COSS - Editorial

PROBLEM LINK:

Practice
Contest: Division 1
Contest: Division 2
Contest: Division 3
Contest: Division 4

Author: pols_agyi_pols
Tester: watoac2001
Editorialist: iceknight1093

DIFFICULTY:

TBD

PREREQUISITES:

Data structures

PROBLEM:

You have an array W.
For a cost of S coins, you can swap any two elements of W.

After the swaps, you must take as many elements of W from the left as possible, such that their total sum doesn’t exceed M.
Each element taken costs C coins.

Find the minimum possible number of coins that you can spend.

EXPLANATION:

If the sum of A doesn’t exceed M, it’s always possible to take every item.
In this case, it’s optimal to just do no swaps, and the answer is N\cdot C.

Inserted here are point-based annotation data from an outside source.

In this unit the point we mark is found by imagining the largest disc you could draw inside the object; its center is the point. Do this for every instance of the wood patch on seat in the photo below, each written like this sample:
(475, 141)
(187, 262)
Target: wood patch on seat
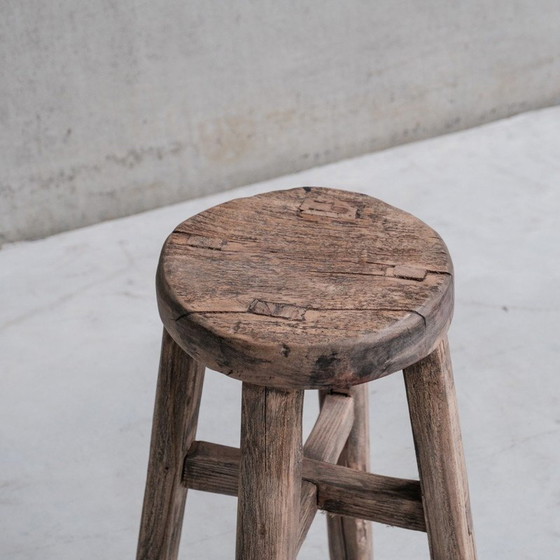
(409, 272)
(282, 310)
(206, 242)
(322, 207)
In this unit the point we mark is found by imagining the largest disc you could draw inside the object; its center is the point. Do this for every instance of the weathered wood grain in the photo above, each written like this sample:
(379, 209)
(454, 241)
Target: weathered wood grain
(215, 468)
(350, 538)
(269, 473)
(177, 404)
(325, 443)
(305, 288)
(439, 450)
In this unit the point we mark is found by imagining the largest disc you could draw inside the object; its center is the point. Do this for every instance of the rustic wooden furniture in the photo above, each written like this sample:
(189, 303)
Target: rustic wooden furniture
(308, 288)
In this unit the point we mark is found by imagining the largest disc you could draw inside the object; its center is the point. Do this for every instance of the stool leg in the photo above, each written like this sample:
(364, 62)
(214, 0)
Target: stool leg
(270, 473)
(351, 538)
(439, 451)
(178, 395)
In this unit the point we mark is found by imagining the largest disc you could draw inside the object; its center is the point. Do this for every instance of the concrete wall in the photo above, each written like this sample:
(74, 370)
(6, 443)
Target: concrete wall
(110, 107)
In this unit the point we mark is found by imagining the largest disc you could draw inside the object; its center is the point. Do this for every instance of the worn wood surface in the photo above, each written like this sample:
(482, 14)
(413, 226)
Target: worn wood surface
(215, 468)
(325, 443)
(350, 538)
(439, 450)
(305, 288)
(269, 473)
(177, 404)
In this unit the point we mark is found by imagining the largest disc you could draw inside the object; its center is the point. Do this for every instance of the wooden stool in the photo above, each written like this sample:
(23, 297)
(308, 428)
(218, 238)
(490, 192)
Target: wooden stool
(309, 288)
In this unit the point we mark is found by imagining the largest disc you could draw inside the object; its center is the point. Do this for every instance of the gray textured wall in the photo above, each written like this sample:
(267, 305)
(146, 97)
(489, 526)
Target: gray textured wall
(111, 107)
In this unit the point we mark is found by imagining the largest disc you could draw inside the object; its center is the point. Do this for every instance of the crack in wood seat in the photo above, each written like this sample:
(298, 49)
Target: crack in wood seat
(305, 288)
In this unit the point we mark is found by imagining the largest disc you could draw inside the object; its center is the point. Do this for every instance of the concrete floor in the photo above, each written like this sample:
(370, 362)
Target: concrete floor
(80, 339)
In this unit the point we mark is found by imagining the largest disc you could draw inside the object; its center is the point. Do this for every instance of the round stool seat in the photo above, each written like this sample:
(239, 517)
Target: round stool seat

Otherwise, it’s not possible to take every item.
Suppose we decide to take exactly i items, for 0 \leq i \lt N.
For this to be possible, we need to perform swaps to ensure that that W_1 + W_2 + \ldots + W_{i+1} \gt M holds (so we can’t choose the i+1-th item); and also W_1 + W_2 + \ldots + W_i \leq M.

Notice that the second condition can in fact be relaxed: it doesn’t really matter if W_1 + W_2 + \ldots + W_i \leq M or not, since if it was \gt M we wouldn’t be able to take i items at all (and such a case will be considered when we’re looking at lower i anyway).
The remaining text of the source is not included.